My family and friends have all told me that my bald head looks beautiful, but what do they really think? Would strangers on the street stare at me or make fun of me? What would my boss think when she sees me next week? As someone who has always loved wearing her hair long and healthy, it felt like a huge loss.
Natural Hair Before Chemo
I used to have very long and thick hair. It was the first thing I noticed about myself when I looked in the mirror. I always wore it down because it was so much fun to play with! But now, after 2 rounds of chemotherapy, most of my hair has fallen out.
The doctors told me that the chemo will make your body go through a lot of changes and one of those changes will be losing your hair.
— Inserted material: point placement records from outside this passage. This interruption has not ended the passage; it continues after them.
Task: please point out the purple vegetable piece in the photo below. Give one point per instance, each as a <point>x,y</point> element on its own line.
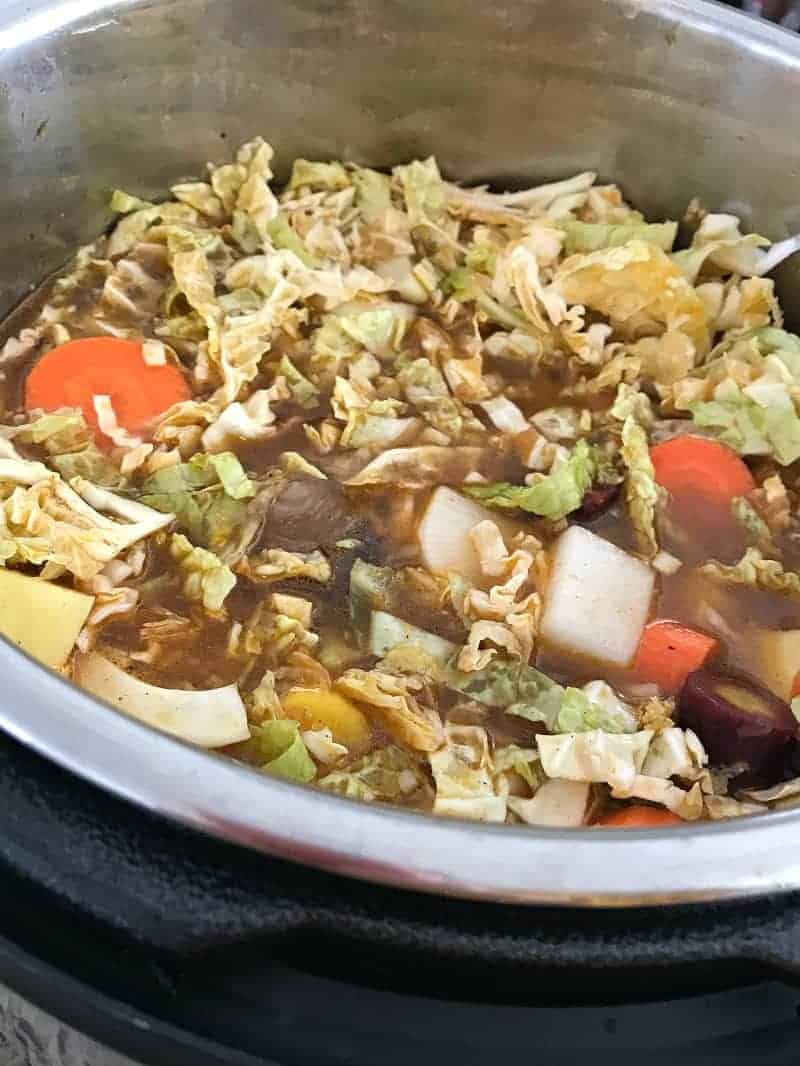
<point>737,721</point>
<point>596,500</point>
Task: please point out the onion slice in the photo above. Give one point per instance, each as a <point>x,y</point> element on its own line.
<point>211,717</point>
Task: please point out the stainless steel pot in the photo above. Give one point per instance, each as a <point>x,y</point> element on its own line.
<point>672,98</point>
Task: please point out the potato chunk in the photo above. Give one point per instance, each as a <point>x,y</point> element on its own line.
<point>597,599</point>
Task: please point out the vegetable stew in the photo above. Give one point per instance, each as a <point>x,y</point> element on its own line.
<point>485,504</point>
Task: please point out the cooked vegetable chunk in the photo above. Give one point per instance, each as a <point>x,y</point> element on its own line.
<point>444,532</point>
<point>597,598</point>
<point>211,719</point>
<point>316,709</point>
<point>41,617</point>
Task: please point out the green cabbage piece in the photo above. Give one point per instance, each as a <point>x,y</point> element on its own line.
<point>425,386</point>
<point>641,487</point>
<point>511,687</point>
<point>518,760</point>
<point>522,690</point>
<point>280,744</point>
<point>331,176</point>
<point>374,329</point>
<point>304,392</point>
<point>465,286</point>
<point>755,529</point>
<point>205,577</point>
<point>747,426</point>
<point>555,496</point>
<point>206,495</point>
<point>385,776</point>
<point>755,571</point>
<point>372,193</point>
<point>424,190</point>
<point>578,713</point>
<point>582,237</point>
<point>370,587</point>
<point>70,447</point>
<point>283,236</point>
<point>719,241</point>
<point>124,203</point>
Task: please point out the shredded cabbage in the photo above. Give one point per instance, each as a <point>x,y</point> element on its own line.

I really miss having long, thick hair but I know that soon enough it’ll grow back just like it used to be!
My First Session of Chemo
I had my first session of chemotherapy today. I’m not going to lie, it was tough. The nurse said that the nausea would subside in a few days, but I’m still feeling pretty rough. I’ve been taking meds to make me feel better and watching some Netflix so that I don’t have to think too much about what’s happening.
More Chemo, And Natural Hair Was Falling Out
This week, I was able to wash and dry my hair in the sink without having to wear a wig. I am so grateful for this small victory! My scalp still feels tender and sore, but at least I’m not losing any more of my precious locks.
I’m holding on tight to the hope that it will all be worth it. All the treatments, all the nausea and vomiting, all the weight loss – it will be worth it if I can just have some long locks again. It’s been hard to focus on anything else lately because all I want is to feel pretty again.
What I Did to Help Myself Through Chemo
I found that I really needed to take care of myself during this time. It was a tough time for me and as I got more tired and less able to do things for myself, I used the following tips.
-I drank a lot of water and rested as much as possible. -I made sure to eat healthy food. -I wore hats when I went out in public (to avoid bald spots).
-I shampooed with sulfate free shampoo and conditioner every day. -I used a leave in conditioning treatment on my scalp each day. -I avoided styling products that were too heavy or greasy because they would just weigh down my already weakened strands of hair.
A Few Weeks Post Chemotherapy And My Natural Hair Started Growing Back!
The first time I noticed that something was different about my hair was when I looked in the mirror one day and saw a long, dark strand on the ground. It still didn’t register in my mind at first, but I just brushed it off as an old strand of hair.
When it happened again, though, I realized that it wasn’t simply an old strand of hair that had fallen out; it was a new one! That’s when I knew for sure that the chemotherapy must have caused some of my natural hair to start growing back.
The second time this happened was about two weeks ago when I pulled out another long, dark strand from the drain in our shower.
It’s been five weeks since I had chemotherapy. In the last month, I’ve noticed that my hair has started to grow back–albeit slowly. I really thought that it would take much longer than this for it to start coming back in. It feels so good to feel like myself again!
It’s been five weeks since I’ve finished chemotherapy, and I’m happy to say that my hair has started to grow back! It’s still very thin and delicate, but I’m just happy that it’s coming in at all.
My scalp had been so sensitive for so long during treatment that I was unable to brush or wash it for a month before the end of chemo. And now, finally, the itchiness has subsided enough for me to be able to comfortably touch it again.
I can’t wait until things are fully grown in and feeling stronger; this experience has been a little frustrating. But on a brighter note, I am grateful that because of all the hair loss during treatment, it’ll be quite easy for me to style-just like before!